Особо следует сказать о детях и подростках, которые приносили домой свои скудные порции, полученные в детсадах, школах, училищах и на предприятиях. Едва ли в другое время могли взять у голодного ребенка хлеб – но помощь принималась, ибо иного выхода не было[1040]
. Люди не могли больше терпеть и не находили в себе сил отказаться от подарка, даже если знали ему цену. В. А. Алексеева рассказывала, как ее, семилетнюю девочку, отвезли в Дом отдыха для «дистрофиков». Мать не уходила и через стеклянную дверь могла видеть, как кормят ее дочь. Детям запрещалось брать хлеб из столовой, но девочка пожалела мать: «Ну, конечно, зная, в каких условиях мы жили, что мама моя такая голодная…ей там пару кусочков в карманчик я положила… Тихонечко ей передала»[1041]. Мать понимала, что это хлеб ее дочери – «дистрофика», но взяла: «…Она так обрадовалась… Она говорила, что приеду, попью чайку с этими двумя кусочками хлеба, но, конечно, она их не довезла, она их съела в трамвае»[1042].7
Этот порядок не сразу стал привычным, но в блокаде ломались и куда более прочные нравственные традиции. Чем дальше, тем быстрее это происходило. Это поначалу испытывали стыд, искали оправдания, извинялись. «…Т. к. в конце сентября еды было… очень мало, то я доедала с тарелки дочки, она, заболев, стала плохо есть»[1043]
– в дневниках и письмах «смертного времени» такие объяснения встречаются крайне редко. Везде отражен один и тот же обычай: супы и каши, отданные детям в детсадах, училищах и в школах, несут, и нередко украдкой, домой[1044]. Никто в семьях против этого не возражал, принесенное делилось между всеми без лишних слов. Дети не только понимали, что им следует помогать родным. Они знали, что полученные ими порции ждут (и родители этого не скрывали[1045]), что на них обязательно рассчитывают в надежде дожить до следующей декады.Полученные в школах и детсадах водянистые супы и каши без масла и приправ обычно всегда, когда было возможно, делили с родителями, причем они порой были столь малы, что приходилось разливать суп маленькой ложкой по чайным чашкам[1046]
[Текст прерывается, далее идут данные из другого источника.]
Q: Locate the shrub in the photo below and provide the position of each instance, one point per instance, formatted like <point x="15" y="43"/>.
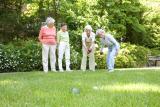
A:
<point x="24" y="56"/>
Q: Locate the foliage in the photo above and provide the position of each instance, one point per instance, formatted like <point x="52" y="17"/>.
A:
<point x="22" y="56"/>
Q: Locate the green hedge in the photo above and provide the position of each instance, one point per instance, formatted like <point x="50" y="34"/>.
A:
<point x="26" y="56"/>
<point x="22" y="56"/>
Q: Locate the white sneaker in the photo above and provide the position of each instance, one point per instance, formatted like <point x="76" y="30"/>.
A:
<point x="61" y="70"/>
<point x="111" y="70"/>
<point x="54" y="70"/>
<point x="45" y="71"/>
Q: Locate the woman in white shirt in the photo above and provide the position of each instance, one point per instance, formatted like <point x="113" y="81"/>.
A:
<point x="88" y="48"/>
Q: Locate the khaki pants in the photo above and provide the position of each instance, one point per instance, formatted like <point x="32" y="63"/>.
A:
<point x="64" y="47"/>
<point x="91" y="60"/>
<point x="48" y="50"/>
. При этом дети испытывали даже чувство стыда за то, что подарки являлись такими ничтожными[1047]. О том, каких усилий стоило им отдать хлеб, они говорили редко, но сохранившиеся скупые свидетельства красноречивы. Один из них обещал оставить матери кусочек «детсадовского» хлеба. Он отщипывал крошку за крошкой, к вечеру оставалась лишь корочка[1048].Много записей о помощи матери содержится в дневнике подростка В. Владимирова, работавшего на заводе. «Я взял 2-ое сарделек и принес домой, сардельку дал маме и одну себе и немного всем попробовать», – отмечено им 28 февраля 1942 г.[1049]
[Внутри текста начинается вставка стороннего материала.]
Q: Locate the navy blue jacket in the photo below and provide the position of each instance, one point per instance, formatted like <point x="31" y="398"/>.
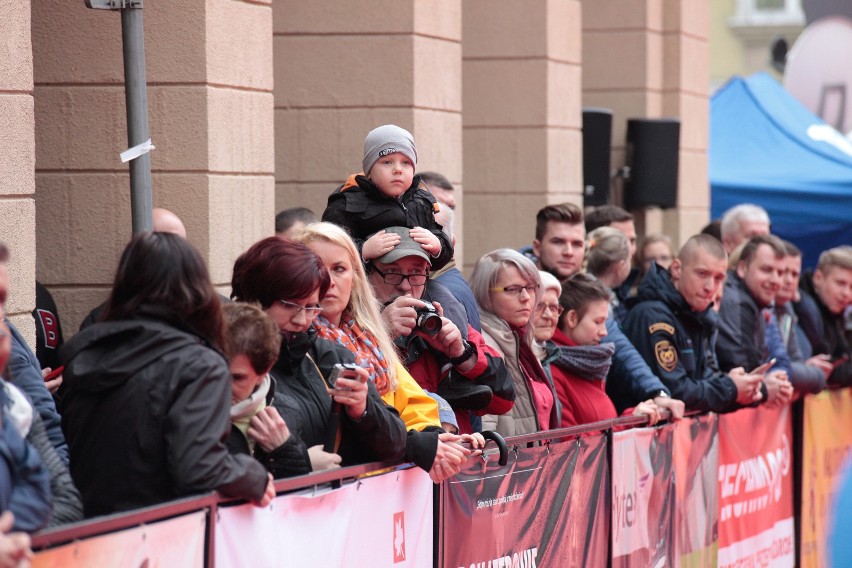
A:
<point x="24" y="372"/>
<point x="674" y="341"/>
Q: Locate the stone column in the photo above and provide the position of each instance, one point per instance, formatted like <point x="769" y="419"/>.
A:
<point x="522" y="119"/>
<point x="343" y="68"/>
<point x="209" y="70"/>
<point x="17" y="162"/>
<point x="649" y="59"/>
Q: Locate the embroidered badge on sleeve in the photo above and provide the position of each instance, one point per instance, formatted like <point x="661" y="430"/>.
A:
<point x="666" y="355"/>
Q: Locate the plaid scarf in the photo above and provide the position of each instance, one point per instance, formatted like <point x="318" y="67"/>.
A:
<point x="360" y="342"/>
<point x="590" y="362"/>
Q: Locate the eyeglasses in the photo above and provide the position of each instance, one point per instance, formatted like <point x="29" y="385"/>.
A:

. И эта фраза «немного всем попробовать» лучше всяких признаний показывает, что приходилось ему переживать в это время. 3 марта 1942 г. он принес домой «4 каши», но 5 марта не выдержал: «…съел суп рассольник без хлеба и 3 каши гороховые хотел взять домой но попробовал и не удержался, съел все»[1050]. «Чувствую себя слабо»[1051], – записывает он в этот же день в дневнике, словно оправдываясь.Другая блокадница, Е. Мухина, собиралась отнести матери обед, которым угощали ее на новогодней «елке»: «Я съела всю жижу и начала перекладывать гущу в банку В это время погасло электричество. В темноте я благополучно переложила всю гущу». Вот что испытывала она сама, когда прятала свой подарок для матери: «Воспользовавшись темнотой, вылизала пальцами начисто весь горшок»[1052]
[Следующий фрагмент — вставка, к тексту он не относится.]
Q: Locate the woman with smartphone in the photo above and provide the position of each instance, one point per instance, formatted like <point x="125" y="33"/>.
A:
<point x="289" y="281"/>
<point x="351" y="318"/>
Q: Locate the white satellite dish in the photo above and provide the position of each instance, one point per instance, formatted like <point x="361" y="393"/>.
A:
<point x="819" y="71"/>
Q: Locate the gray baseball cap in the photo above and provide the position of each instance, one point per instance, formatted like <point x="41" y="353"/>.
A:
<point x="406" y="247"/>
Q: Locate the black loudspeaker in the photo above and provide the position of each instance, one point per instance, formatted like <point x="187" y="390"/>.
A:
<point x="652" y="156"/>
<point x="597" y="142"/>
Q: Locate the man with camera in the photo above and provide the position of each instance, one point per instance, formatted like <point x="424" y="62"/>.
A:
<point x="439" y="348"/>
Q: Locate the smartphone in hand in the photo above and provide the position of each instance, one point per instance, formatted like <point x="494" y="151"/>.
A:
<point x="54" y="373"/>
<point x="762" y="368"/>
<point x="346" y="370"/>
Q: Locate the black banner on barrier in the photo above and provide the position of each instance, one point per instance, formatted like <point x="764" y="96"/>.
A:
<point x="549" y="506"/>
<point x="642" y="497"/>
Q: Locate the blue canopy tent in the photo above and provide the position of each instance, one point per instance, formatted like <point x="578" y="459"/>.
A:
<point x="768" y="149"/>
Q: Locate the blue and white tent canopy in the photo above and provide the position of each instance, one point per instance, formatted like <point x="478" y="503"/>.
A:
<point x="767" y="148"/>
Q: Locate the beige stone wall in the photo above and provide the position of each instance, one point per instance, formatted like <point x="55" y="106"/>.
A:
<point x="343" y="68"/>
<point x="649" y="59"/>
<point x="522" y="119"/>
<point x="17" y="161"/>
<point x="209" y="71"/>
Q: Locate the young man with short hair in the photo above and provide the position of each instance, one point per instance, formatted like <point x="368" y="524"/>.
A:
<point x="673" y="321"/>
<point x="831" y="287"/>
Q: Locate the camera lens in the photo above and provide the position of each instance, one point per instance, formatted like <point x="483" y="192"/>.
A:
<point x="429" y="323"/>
.Примечательно, что отдавали родным продукты, несмотря на запреты администраций стационаров, детских учреждений, школ, госпиталей и предприятий. Логика их была простой и ясной: дополнительное питание дается для того, чтобы больной быстрее выздоровел, «дистрофик» поправился, дети стали лучше учиться, а рабочие лучше трудиться, а не падать в обморок у станков. Казалось, это могло быть удобным предлогом для того, чтобы не делиться с близкими – но обычно это побуждало людей к изобретению более хитроумных способов припрятывания продуктов.
Одному из блокадников, работавшему на хлебозаводе, приносили хлеб с условием: «сам ешь, но выносить за пределы завода нельзя». Говорилось даже что-то о «трибунале», но и зная об этом, он все же смог проносить для семьи тайком «корочки» через проходную[1053]
. Е. П. Бокарева говорила о матери, которой запретили на заводе «Светлана» выносить в бидоне суп, выдаваемый без карточек: «Так мамочка моя бедная жижку выпьет, а ложку крупы из тарелки в платочек сложит и принесет»[1054]. В. Владимиров был остановлен с кашей у заводской проходной: «Я ее завернул в бумагу и спрятал»[1055]. Получившие пропуск на ужин после праздничного театрального спектакля 6 ноября 1941 г. В. Чурилова и ее сестра «кашу и компот… съели, а хлеб и котлету завернули в носовой платок и спрятали на груди под… пальто»[1056].